The German occupation of the Channel Islands lasted for most of World War II, from 30 June 1940 until liberation on 9 May 1945. The Bailiwick of Jersey and Bailiwick of Guernsey are two British Crown dependencies in the English Channel, near the coast of Normandy. The Channel Islands were the only de jure part of the British Empire to be occupied by Nazi Germany during the war.
Anticipating a swift victory over Britain, the occupying German forces initially experimented by using a relatively moderate approach to the non-Jewish population, supported by local collaborators. However, as time progressed the situation grew gradually worse, leading to forced labour, mass deportations and ending in near starvation for both occupied and occupiers during the winter of 1944.
On 28 June 1940, the Germans sent a squadron of bombers over the islands and bombed the harbours of Guernsey and Jersey. In St. Peter Port, the main town of Guernsey, some lorries lined up to load tomatoes for export to England were mistaken by the reconnaissance flights for troop carriers. A similar attack occurred in Jersey where nine died. In total, 44 islanders were killed in the raids. The BBC broadcast a belated message that the islands had been declared "open towns" and later in the day reported the German bombing of the island.

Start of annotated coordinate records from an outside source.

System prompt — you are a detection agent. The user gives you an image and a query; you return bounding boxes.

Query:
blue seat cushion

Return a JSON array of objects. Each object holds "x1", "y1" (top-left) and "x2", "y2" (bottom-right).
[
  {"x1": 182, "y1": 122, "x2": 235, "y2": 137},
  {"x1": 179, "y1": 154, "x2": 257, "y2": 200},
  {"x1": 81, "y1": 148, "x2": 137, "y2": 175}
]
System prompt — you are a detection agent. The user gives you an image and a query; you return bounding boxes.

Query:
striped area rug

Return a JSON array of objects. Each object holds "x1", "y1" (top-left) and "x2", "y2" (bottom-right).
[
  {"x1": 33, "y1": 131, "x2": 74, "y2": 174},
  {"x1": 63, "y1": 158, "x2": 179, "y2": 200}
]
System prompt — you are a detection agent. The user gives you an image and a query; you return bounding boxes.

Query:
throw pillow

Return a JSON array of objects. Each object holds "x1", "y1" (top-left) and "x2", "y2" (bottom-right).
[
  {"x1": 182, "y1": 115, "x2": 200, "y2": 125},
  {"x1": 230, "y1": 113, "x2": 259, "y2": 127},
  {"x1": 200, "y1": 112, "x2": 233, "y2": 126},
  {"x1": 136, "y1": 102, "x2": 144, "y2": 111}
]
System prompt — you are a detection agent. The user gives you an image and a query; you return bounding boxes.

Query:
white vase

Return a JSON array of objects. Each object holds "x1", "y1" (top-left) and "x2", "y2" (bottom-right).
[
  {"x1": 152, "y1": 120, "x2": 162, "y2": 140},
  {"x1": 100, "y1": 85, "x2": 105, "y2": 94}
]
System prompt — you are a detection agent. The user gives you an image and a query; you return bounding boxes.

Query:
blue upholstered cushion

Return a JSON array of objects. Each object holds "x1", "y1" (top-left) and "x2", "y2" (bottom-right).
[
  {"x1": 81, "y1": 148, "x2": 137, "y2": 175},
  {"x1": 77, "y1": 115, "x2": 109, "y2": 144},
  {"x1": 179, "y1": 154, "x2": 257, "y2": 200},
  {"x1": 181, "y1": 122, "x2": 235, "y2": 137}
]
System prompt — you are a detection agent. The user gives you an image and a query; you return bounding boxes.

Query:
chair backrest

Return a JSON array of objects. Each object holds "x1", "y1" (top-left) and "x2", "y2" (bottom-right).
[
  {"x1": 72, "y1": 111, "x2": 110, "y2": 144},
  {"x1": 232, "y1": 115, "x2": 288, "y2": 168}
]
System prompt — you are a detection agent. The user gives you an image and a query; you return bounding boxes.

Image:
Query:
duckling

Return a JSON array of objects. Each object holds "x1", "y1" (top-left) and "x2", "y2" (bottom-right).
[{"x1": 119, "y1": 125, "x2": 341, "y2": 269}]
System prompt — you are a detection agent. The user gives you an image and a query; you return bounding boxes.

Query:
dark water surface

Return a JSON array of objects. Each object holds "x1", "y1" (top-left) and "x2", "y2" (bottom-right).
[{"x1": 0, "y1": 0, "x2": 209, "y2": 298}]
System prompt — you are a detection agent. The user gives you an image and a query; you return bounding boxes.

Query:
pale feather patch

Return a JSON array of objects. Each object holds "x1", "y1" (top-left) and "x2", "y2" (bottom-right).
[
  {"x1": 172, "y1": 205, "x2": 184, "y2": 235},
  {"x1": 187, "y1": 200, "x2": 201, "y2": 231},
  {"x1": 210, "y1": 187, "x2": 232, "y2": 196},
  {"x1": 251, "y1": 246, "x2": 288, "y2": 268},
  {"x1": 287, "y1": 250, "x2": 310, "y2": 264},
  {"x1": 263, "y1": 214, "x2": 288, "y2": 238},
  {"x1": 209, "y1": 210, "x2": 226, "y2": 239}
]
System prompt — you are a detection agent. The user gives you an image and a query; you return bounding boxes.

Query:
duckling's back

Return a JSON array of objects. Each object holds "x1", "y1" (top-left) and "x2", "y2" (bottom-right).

While the Wehrmacht was preparing Operation Grünpfeil (Green Arrow), a planned invasion of the islands with assault troops comprising two battalions, a reconnaissance pilot, Hauptmann Liebe-Pieteritz, made a test landing at Guernsey's deserted airfield on 30 June to determine the level of defence. He reported his brief landing to Luftflotte 3 which came to the decision that the islands were not defended. A platoon of Luftwaffe airmen was flown that evening to Guernsey by Junkers transport planes. Inspector Sculpher of the Guernsey police went to the airport carrying a letter signed by the bailiff stating that "This Island has been declared an Open Island by His Majesty's Government of the United Kingdom. There are no armed forces of any description. The bearer has been instructed to hand this communication to you. He does not understand the German language." He found that the airport had been taken over by the Luftwaffe. The senior German officer, Major Albrecht Lanz, asked to be taken to the island's chief man. They went by police car to the Royal Hotel where they were joined by the bailiff, the president of the controlling committee, and other officials. Lanz announced through an interpreter that Guernsey was now under German occupation. In this way the Luftwaffe pre-empted the Wehrmacht's invasion plans. Jersey surrendered on 1 July. Alderney, where only a handful of islanders remained, was occupied on 2 July and a small detachment travelled from Guernsey to Sark, which surrendered on 4 July. The first shipborne German troops consisting of two anti-aircraft units, arrived in St. Peter Port on the captured freighter SS Holland on 14 July.